- Battle of Pateros: Part of the Philippine Revolution
| Date | December 31, 1896 – January 3, 1897 |
| Location | Pateros and Taguig towns, Province of Manila, and in Silang, Cavite, Captaincy General of the Philippines |
| Result | Filipino tactical victory |

Belligerents
- Katipunan Magdalo; Matagumpay;: Spanish Empire Guardia Civil;

Commanders and leaders
- Emilio Aguinaldo Pío del Pilar Mariano Noriel: Camilo de Polavieja Francisco Galbis

Strength
- 10,000 local militia and irregulars 6,000 regulars: 4,000 cazadores 7,000 infantry 5 guns

Casualties and losses
- 2,200 killed, wounded and captured: 325 killed, 450 wounded

= Battle of Pateros =

The Battle of Pateros refers to a series of skirmishes between Spanish troops and revolutionary forces in the towns of Las Piñas, Taguig and Pateros in Manila. These skirmishes occurred shortly after the execution of José Rizal and are considered the renewal of hostilities in Luzon after a period of ceasefire from the Battle of Binakayan to the Rizal execution.

== Background ==

After the failed Spanish attempt to recapture several towns in Cavite, a short period of desperate fighting occurred. The central Luzon revolutionaries in the north were heavily depleted and were on the verge of losing their war. Andrés Bonifacio's men in Morong were hard pressed by the Spaniards. But as things began to settle, the revolutionaries had successfully liberated all of Cavite and most of Laguna, Batangas and Tayabas provinces. In the period following the battle at Binakayan, several townsfolk from all over the provinces raced to settle in the territory of Cavite, bringing with them their town bands, their patron saints and so on. This period of temporary peace saw what the settlers of Cavite called "Ang Panahon ng Tagalog". Meanwhile, a new governor, Camilo de Polavieja, was put in power and began to suppress the rebels in Cavite, with Manila newspapers reporting the arrival of 40,000 cazadores (marksmen) from Spain.

== Advance on Pateros ==
Strategically located along the Pasig River, Pateros and other cities in the area were ideal for controlling trade in and out of Laguna, as Emilio Aguinaldo slowly advanced on Pateros, the generals of Laguna planned to liberate the rest of the province as well.
Just before these incidents, an unofficial ceasefire was being observed in Cavite.
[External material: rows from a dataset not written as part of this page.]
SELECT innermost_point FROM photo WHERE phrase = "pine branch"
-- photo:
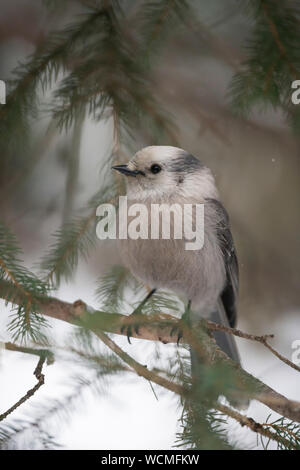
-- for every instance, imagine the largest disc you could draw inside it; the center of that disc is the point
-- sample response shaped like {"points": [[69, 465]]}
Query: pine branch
{"points": [[26, 321], [40, 381], [159, 328], [74, 241]]}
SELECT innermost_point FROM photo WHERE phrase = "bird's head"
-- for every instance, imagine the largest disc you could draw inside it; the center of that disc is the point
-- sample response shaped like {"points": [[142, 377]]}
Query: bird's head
{"points": [[167, 171]]}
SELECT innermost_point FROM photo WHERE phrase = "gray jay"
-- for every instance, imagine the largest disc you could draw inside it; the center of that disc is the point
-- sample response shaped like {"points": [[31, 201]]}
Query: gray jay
{"points": [[206, 278]]}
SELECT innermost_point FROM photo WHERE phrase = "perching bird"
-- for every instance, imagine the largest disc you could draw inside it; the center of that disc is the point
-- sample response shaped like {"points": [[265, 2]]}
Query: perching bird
{"points": [[206, 278]]}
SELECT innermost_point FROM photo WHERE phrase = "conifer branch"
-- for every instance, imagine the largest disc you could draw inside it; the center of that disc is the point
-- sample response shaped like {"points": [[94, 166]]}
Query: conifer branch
{"points": [[158, 329], [40, 381]]}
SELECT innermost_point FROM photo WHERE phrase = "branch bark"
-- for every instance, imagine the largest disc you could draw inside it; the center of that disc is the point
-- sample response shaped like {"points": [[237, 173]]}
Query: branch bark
{"points": [[157, 328]]}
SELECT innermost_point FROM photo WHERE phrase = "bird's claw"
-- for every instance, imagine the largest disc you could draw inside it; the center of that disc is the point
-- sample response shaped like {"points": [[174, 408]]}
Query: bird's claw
{"points": [[129, 328], [179, 330]]}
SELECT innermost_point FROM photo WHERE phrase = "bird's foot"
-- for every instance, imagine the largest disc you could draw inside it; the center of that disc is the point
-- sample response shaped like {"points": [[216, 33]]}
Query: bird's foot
{"points": [[134, 325]]}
Upon hearing of the execution of Rizal, Aguinaldo and several other generals ordered for the renewed struggle for independence. The first major target for the revolutionaries was Pateros and its surrounding towns. The advance began on land with the Aguinaldo forces marching towards Pateros, after noticing rebel activities in the area, Spanish troops pleaded for reinforcements as Aguinaldo moved forward, the reinforcements would arrive one day too late.

=== First Battle ===

On December 31, Aguinaldo engaged the Spanish loyalist garrison at Pateros, the Spanish forces was caught completely by surprise and surrendered immediately, meanwhile, Mariano Noriel advanced on Taguig and Pio del Pilar on Las Piñas and Silang respectively. By nightfall of the 31st, Pateros, Taguig, Las Piñas and Silang were under rebel control.

=== Spanish reinforcements arrive ===
Starting on January 1 until January 2, a large contingency of Spanish reinforcement troops from Laguna arrived.

General Aguinaldo, after sustaining heavy casualties from the previous engagement, was forced to order a tactical withdrawal out of Pateros and Noriel, out of Taguig to avoid unnecessary casualties. Spanish troops began to probe rebel activities in Pateros, while the revolutionary forces shifted their attention to Las Piñas.

=== Skirmishes ===
On January 3, rebel forces under General Pio Del Pilar skirmished with Spanish fortified strongholds put up by Governor-general Ramon Blanco in Las Piñas, Perez Dasmariñas and Silang in an attempt to disrupt Spanish forces, by the afternoon of the 3rd, General del Pilar had withdrawn his forces from Las Piñas into Cavite.

== Aftermath ==
Though successful in the initial part of the battle, the Filipinos took crippling losses in this battle, and with such loss, were unable to hold their positions near Manila for long. They retreated in the nearby provinces to avoid further rout by the Spanish. For the latter, their advances after the battle meant that the road to the Katipunan faction of Magdalo's capital of Imus was now open. To grasp the opportunity, the Spanish general Jose de Lachambre ordered a quick assault on Cavite province to finally pacify the rebels there and retake the province for the Spanish Crown.